Messianism, zealotry threaten both Israel and Judaism

Religious Zionism remains in danger of being led into the wilderness by zealots. Problems within modern Orthodoxy persist as religious Zionists search for explanations about the conditions that gave rise to Yigal Amir, his teachers and sympathizers.

Despite good intentions and a deep religious commitment, post-1967 religious Zionists and their institutions have produced a generation or more of young people, many of whom totally misunderstand or reject the intent of the founders of modern Zionism.

They opt to delegitimize a government with which they disagree, demonize its leaders, disregard democratic values that conflict with their own ideology and, in the extreme, resort to criminal behavior. The tragedy of these decisions is compounded because they are conducted in the name of God.

Religious Jews' ideological point of departure is the belief that Israel is the biblical birthplace of Judaism, the covenantal homeland for all Jews, given to them by God. The Jewish people were cast into dispersion due to the sins of their ancestors. Through good deeds and following God's law, the messianic age will occur — eventually. At the same time, these "modern" Orthodox Jews affirmed the Zionist dream to return now to Zion, to rebuild the promised land — not to await the coming of the Messiah. For many of them — unlike their ultra-religious brothers and sisters — Zionism became another way to help hasten the coming of the Messiah.

They combined their religious beliefs with their nationalism. Subsumed within their view was the hope for a messianic age and the ingathering of all the Jewish people into the Land of Israel.

All Jews, religious and secular, believed that the rebirth of the modern state of Israel might be the answer to the biblical eschatological vision. Among the religious Zionist community, the miraculous military triumph of the Six Day War triggered a renewed sense that the state of Israel truly was the forerunner of the messianic age. It even led some to conclude that the coming of the Messiah was around the corner.

It was this unbridled messianic vision carried to excess that overcame many religious Zionists and contributed to the Rabin assassination.

The notion of the coming of the Messiah was fueled by youthful enthusiasm coupled with charismatic rabbinic leadership that ignored political realities in the name of theological truisms. Settling the West Bank (Yehuda and Shomron) became a natural extension of this view. For them, slogans such as "Two Banks to the Jordan River," "The People, Together with the Golan," "Hebron, From Then and Forever," etc., took on not only political but religious meaning.

After the Begin government's withdrawal from Yamit in 1979, many religious Jews vowed never again to permit the return of land that was part of the divine promise to the Jewish people.

Led by Rav Zvi Yehuda Kook from Yeshivat Mercaz Harav Kook and his "bloc of the faithful" (Gush Emunim) followers, this ideology became the dominant thinking of the National Religious Party. Its leaders argued, contrary to numerous other rabbinic authorities, that the military victory of 1967 must be seen as a harbinger of messianic times. All political decisions thus were to be considered strictly in terms of their ability to accelerate the advent of the Messiah. Territorial compromise violated this essential tenet.

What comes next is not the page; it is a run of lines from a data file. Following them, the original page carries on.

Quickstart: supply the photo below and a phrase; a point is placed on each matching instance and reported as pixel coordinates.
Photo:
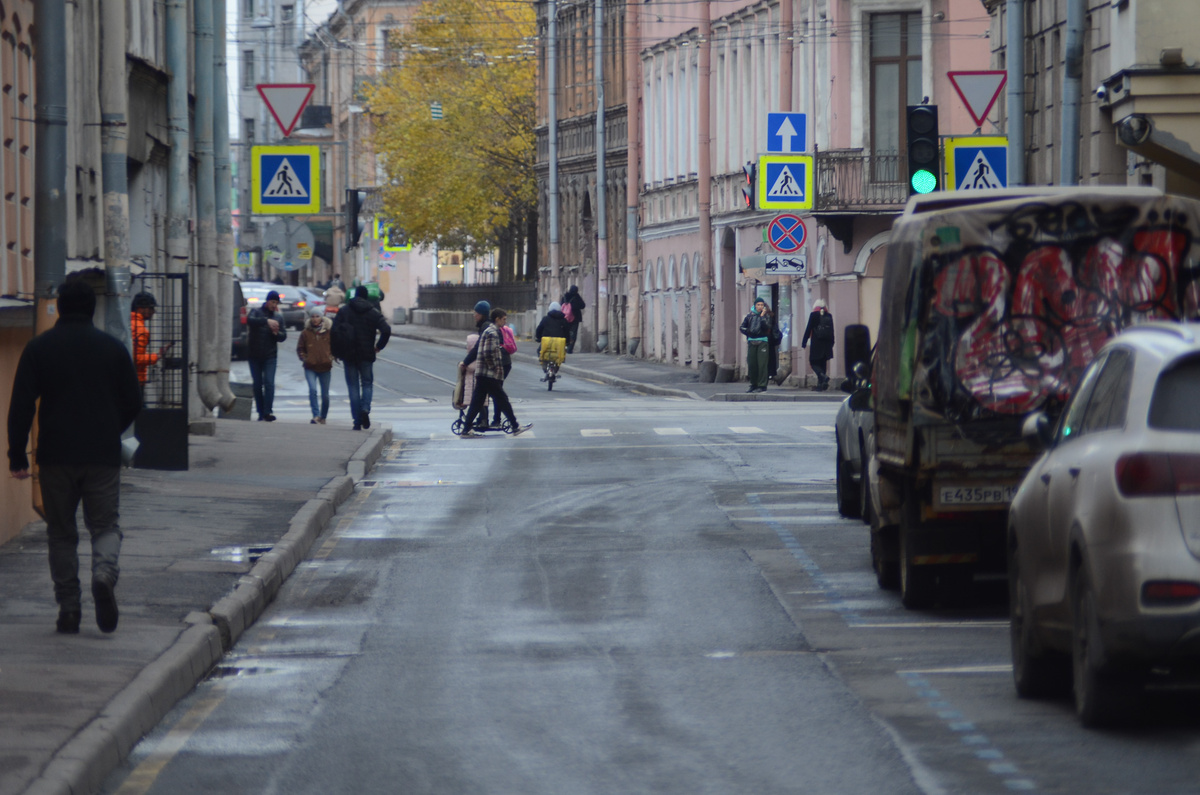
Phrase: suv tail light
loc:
(1169, 593)
(1158, 474)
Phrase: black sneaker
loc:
(69, 621)
(106, 603)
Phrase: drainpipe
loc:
(601, 189)
(49, 156)
(705, 178)
(114, 174)
(1014, 100)
(205, 208)
(49, 177)
(223, 205)
(556, 287)
(178, 198)
(634, 173)
(1072, 87)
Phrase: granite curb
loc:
(81, 766)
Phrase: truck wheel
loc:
(1036, 673)
(864, 489)
(847, 495)
(918, 584)
(1102, 697)
(887, 572)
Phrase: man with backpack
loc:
(820, 330)
(353, 340)
(573, 310)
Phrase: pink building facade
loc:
(851, 66)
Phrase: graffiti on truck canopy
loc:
(1012, 327)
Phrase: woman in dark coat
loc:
(820, 330)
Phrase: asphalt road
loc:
(642, 595)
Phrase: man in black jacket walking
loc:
(265, 332)
(89, 395)
(357, 323)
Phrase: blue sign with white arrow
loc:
(786, 132)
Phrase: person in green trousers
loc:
(759, 328)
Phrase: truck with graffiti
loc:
(993, 306)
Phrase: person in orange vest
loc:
(142, 310)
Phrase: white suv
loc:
(1104, 531)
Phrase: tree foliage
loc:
(466, 180)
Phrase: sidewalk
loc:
(204, 551)
(637, 375)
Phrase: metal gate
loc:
(162, 425)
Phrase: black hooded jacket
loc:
(366, 321)
(553, 324)
(89, 392)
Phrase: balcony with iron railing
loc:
(858, 181)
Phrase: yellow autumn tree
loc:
(463, 180)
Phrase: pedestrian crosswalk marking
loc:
(286, 183)
(785, 184)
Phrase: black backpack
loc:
(823, 332)
(341, 339)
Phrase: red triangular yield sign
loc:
(978, 91)
(286, 101)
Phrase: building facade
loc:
(1111, 90)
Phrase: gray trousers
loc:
(100, 490)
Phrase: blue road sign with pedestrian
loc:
(286, 179)
(977, 165)
(785, 183)
(786, 132)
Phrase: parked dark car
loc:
(256, 293)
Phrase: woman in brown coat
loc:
(318, 362)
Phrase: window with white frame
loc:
(895, 41)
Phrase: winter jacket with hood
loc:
(366, 321)
(261, 342)
(553, 324)
(89, 395)
(312, 347)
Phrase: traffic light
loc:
(354, 225)
(750, 172)
(923, 149)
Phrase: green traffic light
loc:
(924, 181)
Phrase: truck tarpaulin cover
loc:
(1017, 298)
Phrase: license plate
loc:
(973, 495)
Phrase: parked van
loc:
(994, 303)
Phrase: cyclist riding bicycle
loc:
(551, 335)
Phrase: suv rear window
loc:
(1173, 407)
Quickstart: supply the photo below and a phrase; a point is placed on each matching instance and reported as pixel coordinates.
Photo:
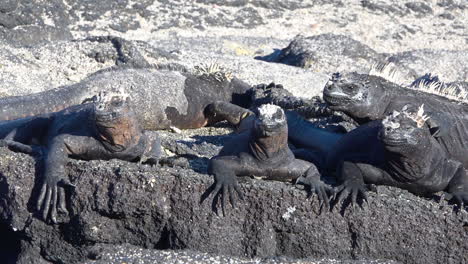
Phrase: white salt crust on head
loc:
(267, 113)
(105, 97)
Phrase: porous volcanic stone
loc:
(118, 202)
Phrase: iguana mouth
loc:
(392, 141)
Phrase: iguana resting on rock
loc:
(164, 98)
(106, 129)
(365, 98)
(260, 150)
(398, 151)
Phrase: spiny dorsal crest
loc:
(419, 117)
(388, 71)
(104, 97)
(453, 92)
(213, 70)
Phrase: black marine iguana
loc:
(366, 97)
(106, 129)
(260, 150)
(398, 151)
(164, 98)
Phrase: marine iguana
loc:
(260, 150)
(366, 97)
(106, 129)
(398, 151)
(163, 97)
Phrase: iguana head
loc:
(358, 95)
(116, 123)
(270, 132)
(270, 120)
(405, 132)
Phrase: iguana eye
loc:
(116, 103)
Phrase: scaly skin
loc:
(105, 130)
(366, 98)
(260, 150)
(163, 98)
(396, 152)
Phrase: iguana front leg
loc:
(52, 196)
(307, 174)
(224, 171)
(352, 183)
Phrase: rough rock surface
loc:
(48, 44)
(119, 202)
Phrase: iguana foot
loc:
(315, 185)
(353, 188)
(52, 199)
(460, 198)
(222, 189)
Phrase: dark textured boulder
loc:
(118, 202)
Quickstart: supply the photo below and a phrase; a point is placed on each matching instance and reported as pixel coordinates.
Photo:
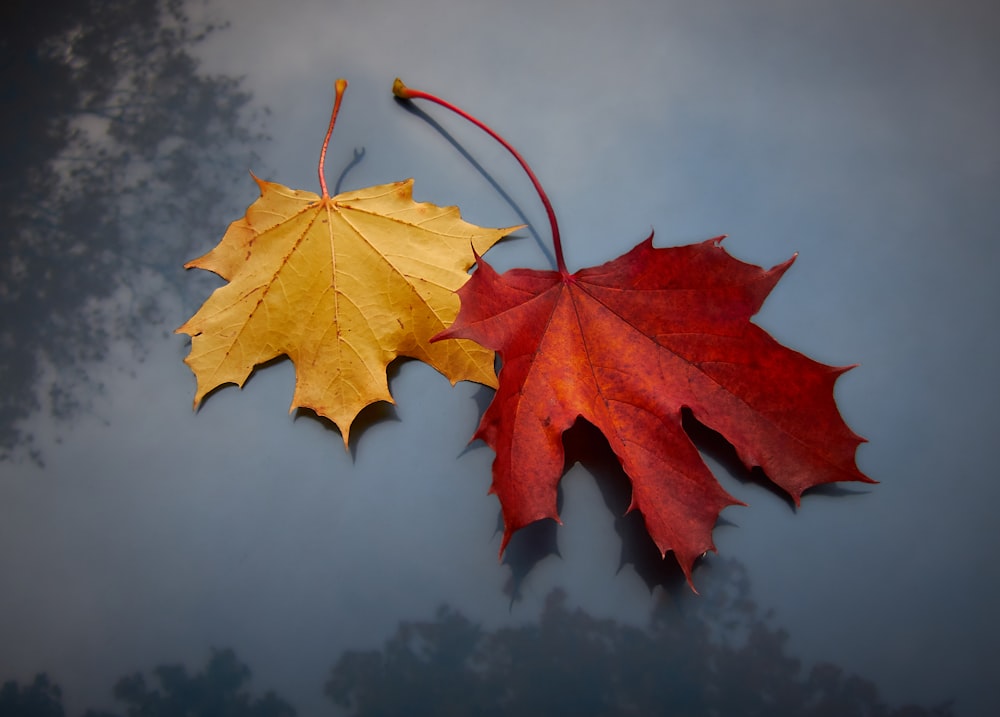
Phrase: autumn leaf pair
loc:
(344, 285)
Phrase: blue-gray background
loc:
(861, 134)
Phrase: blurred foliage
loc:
(217, 691)
(708, 655)
(117, 161)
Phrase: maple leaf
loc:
(627, 346)
(341, 285)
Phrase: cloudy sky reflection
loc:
(861, 135)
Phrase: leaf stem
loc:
(339, 86)
(406, 93)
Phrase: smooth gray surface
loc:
(862, 135)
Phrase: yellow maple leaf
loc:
(342, 286)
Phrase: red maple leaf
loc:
(627, 346)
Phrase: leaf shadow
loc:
(522, 217)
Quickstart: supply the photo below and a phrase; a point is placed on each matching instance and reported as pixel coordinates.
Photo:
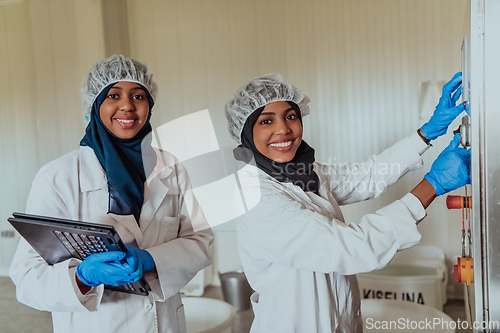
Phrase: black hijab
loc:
(299, 171)
(126, 165)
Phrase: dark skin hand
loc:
(424, 192)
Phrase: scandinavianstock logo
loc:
(224, 188)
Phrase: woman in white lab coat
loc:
(298, 253)
(117, 178)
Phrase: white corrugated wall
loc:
(360, 61)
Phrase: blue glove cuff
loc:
(148, 263)
(438, 188)
(429, 134)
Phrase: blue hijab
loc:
(125, 164)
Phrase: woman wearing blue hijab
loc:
(116, 177)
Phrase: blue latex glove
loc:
(445, 111)
(451, 169)
(142, 256)
(108, 268)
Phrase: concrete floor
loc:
(18, 318)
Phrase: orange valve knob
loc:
(464, 270)
(457, 202)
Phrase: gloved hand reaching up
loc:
(142, 256)
(451, 169)
(109, 268)
(445, 111)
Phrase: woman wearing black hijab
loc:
(116, 177)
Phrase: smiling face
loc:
(125, 109)
(277, 133)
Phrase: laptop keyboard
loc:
(81, 246)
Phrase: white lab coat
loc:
(300, 256)
(75, 187)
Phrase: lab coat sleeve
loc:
(356, 182)
(178, 260)
(42, 286)
(281, 230)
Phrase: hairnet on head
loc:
(261, 91)
(111, 70)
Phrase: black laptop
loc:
(57, 239)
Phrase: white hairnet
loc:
(258, 92)
(111, 70)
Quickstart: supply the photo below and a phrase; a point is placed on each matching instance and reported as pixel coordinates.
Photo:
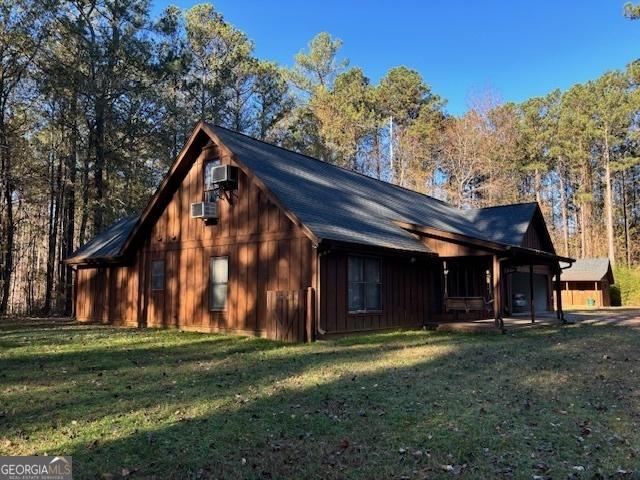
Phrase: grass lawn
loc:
(543, 403)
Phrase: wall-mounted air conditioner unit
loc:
(225, 176)
(204, 210)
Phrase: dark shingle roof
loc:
(107, 243)
(339, 204)
(587, 270)
(505, 223)
(343, 205)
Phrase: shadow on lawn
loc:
(321, 412)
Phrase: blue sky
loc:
(516, 48)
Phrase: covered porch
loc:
(509, 324)
(515, 284)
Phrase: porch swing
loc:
(468, 303)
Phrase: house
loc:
(293, 248)
(587, 283)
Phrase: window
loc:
(219, 279)
(209, 188)
(157, 275)
(364, 284)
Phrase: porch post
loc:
(532, 305)
(559, 312)
(497, 292)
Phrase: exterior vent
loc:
(225, 176)
(204, 210)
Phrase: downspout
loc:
(319, 255)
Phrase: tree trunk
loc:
(70, 214)
(583, 232)
(54, 216)
(627, 242)
(608, 204)
(98, 170)
(84, 217)
(9, 226)
(565, 218)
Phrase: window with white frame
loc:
(209, 187)
(157, 275)
(218, 283)
(364, 284)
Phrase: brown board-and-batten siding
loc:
(406, 294)
(266, 251)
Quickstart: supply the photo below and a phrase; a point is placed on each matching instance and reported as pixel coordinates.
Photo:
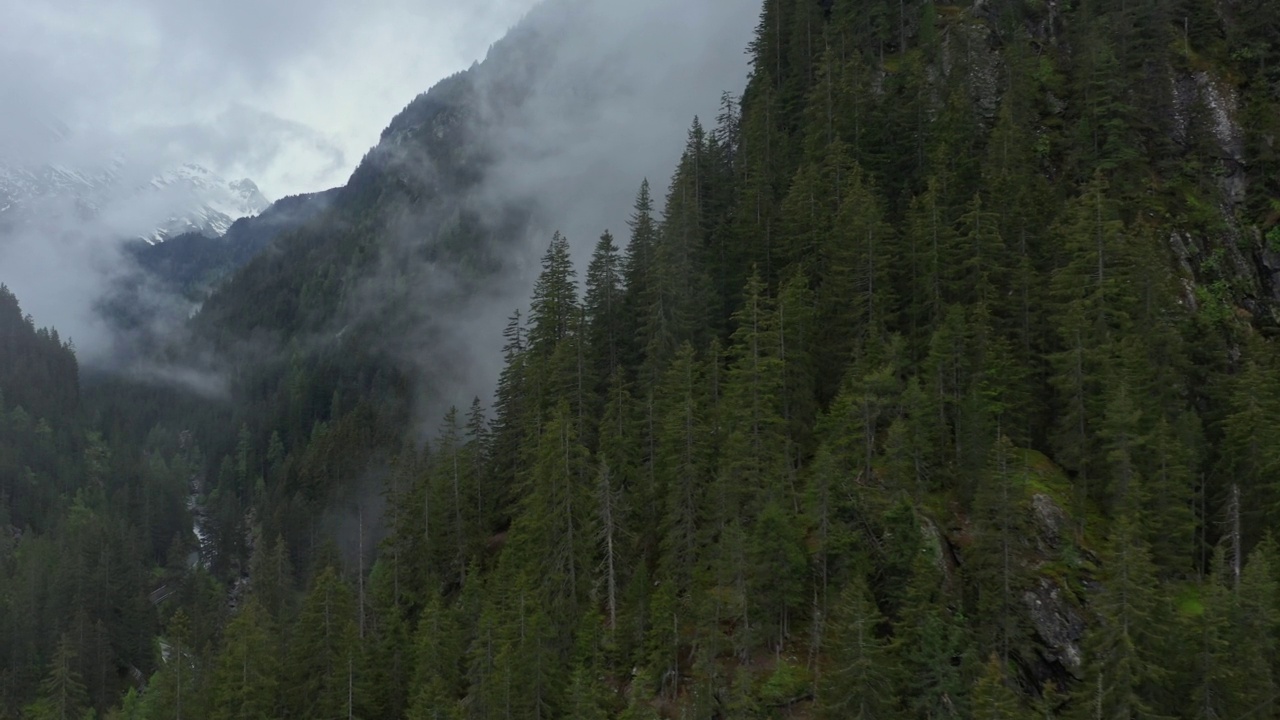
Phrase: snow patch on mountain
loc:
(188, 199)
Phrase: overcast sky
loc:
(287, 92)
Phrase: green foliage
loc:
(894, 406)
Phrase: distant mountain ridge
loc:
(187, 199)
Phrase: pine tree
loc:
(323, 651)
(62, 693)
(606, 310)
(245, 678)
(858, 680)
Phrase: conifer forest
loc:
(938, 381)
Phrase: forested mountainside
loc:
(941, 383)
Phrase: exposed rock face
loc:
(1051, 522)
(1059, 625)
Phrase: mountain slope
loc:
(187, 199)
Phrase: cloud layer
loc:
(287, 92)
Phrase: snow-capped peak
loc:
(181, 200)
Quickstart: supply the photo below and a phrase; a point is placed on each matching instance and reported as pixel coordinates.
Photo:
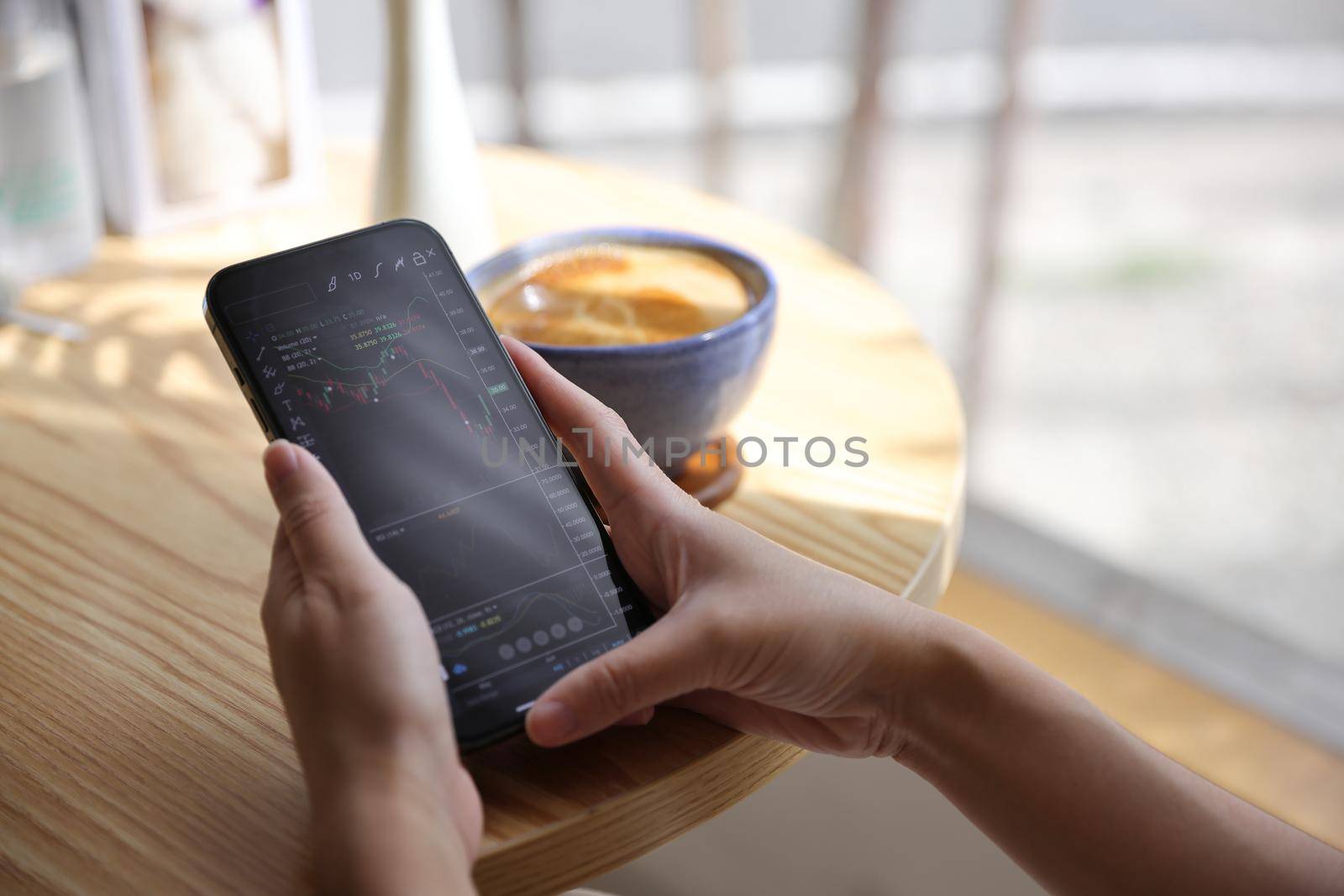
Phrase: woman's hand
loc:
(754, 636)
(360, 674)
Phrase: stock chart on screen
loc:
(383, 367)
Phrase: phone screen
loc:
(371, 351)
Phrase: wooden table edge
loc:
(575, 849)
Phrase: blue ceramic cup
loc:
(679, 394)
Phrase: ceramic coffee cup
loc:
(680, 392)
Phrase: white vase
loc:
(428, 167)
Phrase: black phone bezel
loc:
(270, 426)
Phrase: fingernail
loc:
(280, 461)
(550, 721)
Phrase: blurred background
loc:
(1119, 223)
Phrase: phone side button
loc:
(261, 421)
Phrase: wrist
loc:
(934, 667)
(381, 828)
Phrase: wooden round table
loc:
(144, 747)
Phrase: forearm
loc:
(1077, 801)
(383, 835)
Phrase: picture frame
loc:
(141, 192)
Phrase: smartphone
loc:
(371, 351)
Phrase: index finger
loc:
(612, 461)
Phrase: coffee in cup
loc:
(615, 295)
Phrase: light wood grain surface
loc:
(143, 746)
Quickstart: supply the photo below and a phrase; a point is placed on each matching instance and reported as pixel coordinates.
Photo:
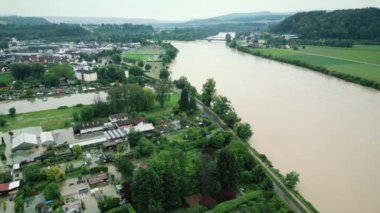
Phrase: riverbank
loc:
(292, 197)
(320, 64)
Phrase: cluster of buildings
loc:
(27, 140)
(114, 131)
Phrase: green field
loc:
(47, 119)
(147, 53)
(5, 77)
(360, 61)
(60, 118)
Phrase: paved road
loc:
(279, 186)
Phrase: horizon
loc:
(167, 10)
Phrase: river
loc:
(38, 104)
(324, 128)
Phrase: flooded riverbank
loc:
(322, 127)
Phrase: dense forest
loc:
(356, 24)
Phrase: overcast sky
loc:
(168, 9)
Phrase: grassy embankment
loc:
(62, 118)
(149, 55)
(360, 64)
(5, 77)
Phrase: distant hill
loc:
(18, 20)
(101, 20)
(357, 24)
(258, 17)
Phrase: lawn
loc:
(48, 119)
(61, 118)
(5, 77)
(158, 112)
(155, 71)
(361, 61)
(147, 53)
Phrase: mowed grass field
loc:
(5, 77)
(361, 60)
(61, 118)
(146, 53)
(47, 119)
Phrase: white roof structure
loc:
(46, 137)
(16, 166)
(14, 184)
(24, 140)
(141, 127)
(92, 141)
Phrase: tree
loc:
(207, 174)
(108, 203)
(221, 106)
(243, 131)
(12, 112)
(149, 98)
(54, 173)
(208, 92)
(148, 67)
(77, 150)
(134, 138)
(146, 187)
(228, 169)
(183, 102)
(33, 173)
(124, 166)
(163, 88)
(292, 179)
(140, 63)
(136, 71)
(228, 38)
(51, 191)
(2, 122)
(145, 147)
(231, 118)
(164, 74)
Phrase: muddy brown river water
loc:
(326, 129)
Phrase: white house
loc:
(47, 138)
(24, 141)
(118, 117)
(86, 75)
(88, 127)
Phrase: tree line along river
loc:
(324, 128)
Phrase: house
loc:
(88, 127)
(118, 117)
(72, 207)
(46, 138)
(115, 134)
(86, 75)
(129, 122)
(24, 141)
(100, 179)
(90, 142)
(9, 187)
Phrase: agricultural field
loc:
(62, 118)
(360, 61)
(146, 53)
(47, 119)
(5, 77)
(155, 70)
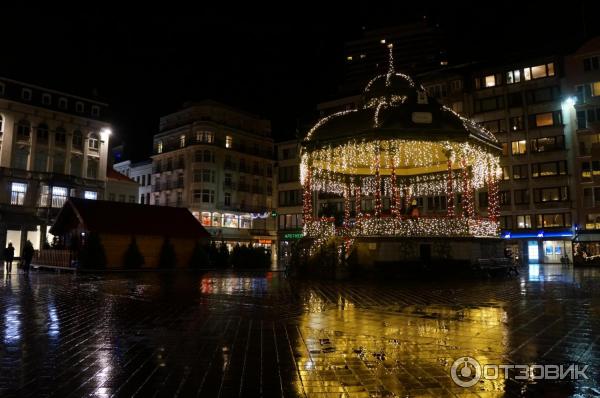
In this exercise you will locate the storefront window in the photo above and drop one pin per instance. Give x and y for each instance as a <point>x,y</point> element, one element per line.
<point>216,220</point>
<point>246,222</point>
<point>206,220</point>
<point>230,221</point>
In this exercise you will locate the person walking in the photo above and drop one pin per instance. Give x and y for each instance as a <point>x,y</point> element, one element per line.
<point>27,255</point>
<point>9,256</point>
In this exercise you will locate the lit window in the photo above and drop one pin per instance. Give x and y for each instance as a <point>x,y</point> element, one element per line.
<point>93,142</point>
<point>519,147</point>
<point>92,195</point>
<point>544,119</point>
<point>596,89</point>
<point>59,196</point>
<point>26,94</point>
<point>17,196</point>
<point>538,71</point>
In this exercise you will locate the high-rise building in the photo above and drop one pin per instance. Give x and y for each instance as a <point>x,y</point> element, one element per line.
<point>54,145</point>
<point>140,172</point>
<point>218,162</point>
<point>417,47</point>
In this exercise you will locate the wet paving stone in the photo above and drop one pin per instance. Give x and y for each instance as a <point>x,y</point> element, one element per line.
<point>261,335</point>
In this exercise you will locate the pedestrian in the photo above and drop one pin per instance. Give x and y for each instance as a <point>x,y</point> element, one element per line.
<point>27,255</point>
<point>9,256</point>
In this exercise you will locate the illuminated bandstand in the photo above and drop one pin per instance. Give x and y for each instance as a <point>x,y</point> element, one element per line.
<point>385,158</point>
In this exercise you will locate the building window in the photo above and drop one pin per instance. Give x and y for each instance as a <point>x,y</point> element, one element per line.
<point>59,196</point>
<point>513,76</point>
<point>77,140</point>
<point>553,220</point>
<point>207,137</point>
<point>208,196</point>
<point>92,169</point>
<point>520,172</point>
<point>93,143</point>
<point>91,195</point>
<point>17,194</point>
<point>524,221</point>
<point>42,133</point>
<point>539,71</point>
<point>26,94</point>
<point>546,144</point>
<point>521,196</point>
<point>230,220</point>
<point>549,169</point>
<point>519,147</point>
<point>23,130</point>
<point>60,137</point>
<point>504,197</point>
<point>558,194</point>
<point>245,222</point>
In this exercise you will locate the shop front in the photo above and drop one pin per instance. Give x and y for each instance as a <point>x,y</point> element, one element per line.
<point>544,247</point>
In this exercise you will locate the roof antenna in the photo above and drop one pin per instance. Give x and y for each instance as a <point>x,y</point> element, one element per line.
<point>391,66</point>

At the same time that religious fundamentalism of the Gush Emunim variety was capturing the mind and soul of many religious Zionists.

On a different track, the Chabad movement was growing rapidly throughout the world.

Using hundreds of extraordinarily dedicated and committed emissaries (shlichim), Lubavitcher Chassidim carried the word of the Torah and good deeds (mitzvot) to the non-affiliated. Especially during the late 1980s and into the '90s, even while the Lubavitcher rebbe was in good health, efforts were made by his followers to suggest that the Moshiach, the Messiah, was indeed on his way and the rebbe himself either was or might be the Moshiach.

Among the many supporters of the Lubavitch movement in America are a significant number of modern Orthodox. Although not themselves followers of the rebbe nor necessarily believing that the rebbe was the Messiah, many religious Zionists related to Lubavitch out of nostalgia or because of Chabad's spirituality and emotionalism.

In addition, the messianic dimension among Chabad, while very different from Gush Emunim, did not present a conflict for Gush Emunim followers. As a result, any religious Zionists were ripe to accept an anti-modern, anti-rational, fundamentalist approach and take it to its logical conclusion.

It is clear as we approach the end of the 20th century that one element within the modern Orthodox world has gone astray. Judaism, like all the major religions, faces a very serious fundamentalist challenge. Religious Zionism, at best, has drifted from its pre-1967 dream. Contemporary Israeli politics, severely challenged by the messianists, has sought to keep its focus on being a modern Jewish state with a commitment to Jewish religious values and not one manipulated by spiritual zealots.

The political crisis for religious Zionism is genuine. If modern Orthodox Jews are to play a significant role in the future of the state of Israel, they must be prepared to place their messianic vision within the context of political reality.

If Gush Emunim and Chabad messianism continues to drive religious Zionism, the marginalization of modern Orthodoxy will be complete and the modern Jewish state will lose any hope of benefiting from the ethical teachings of religious Zionism.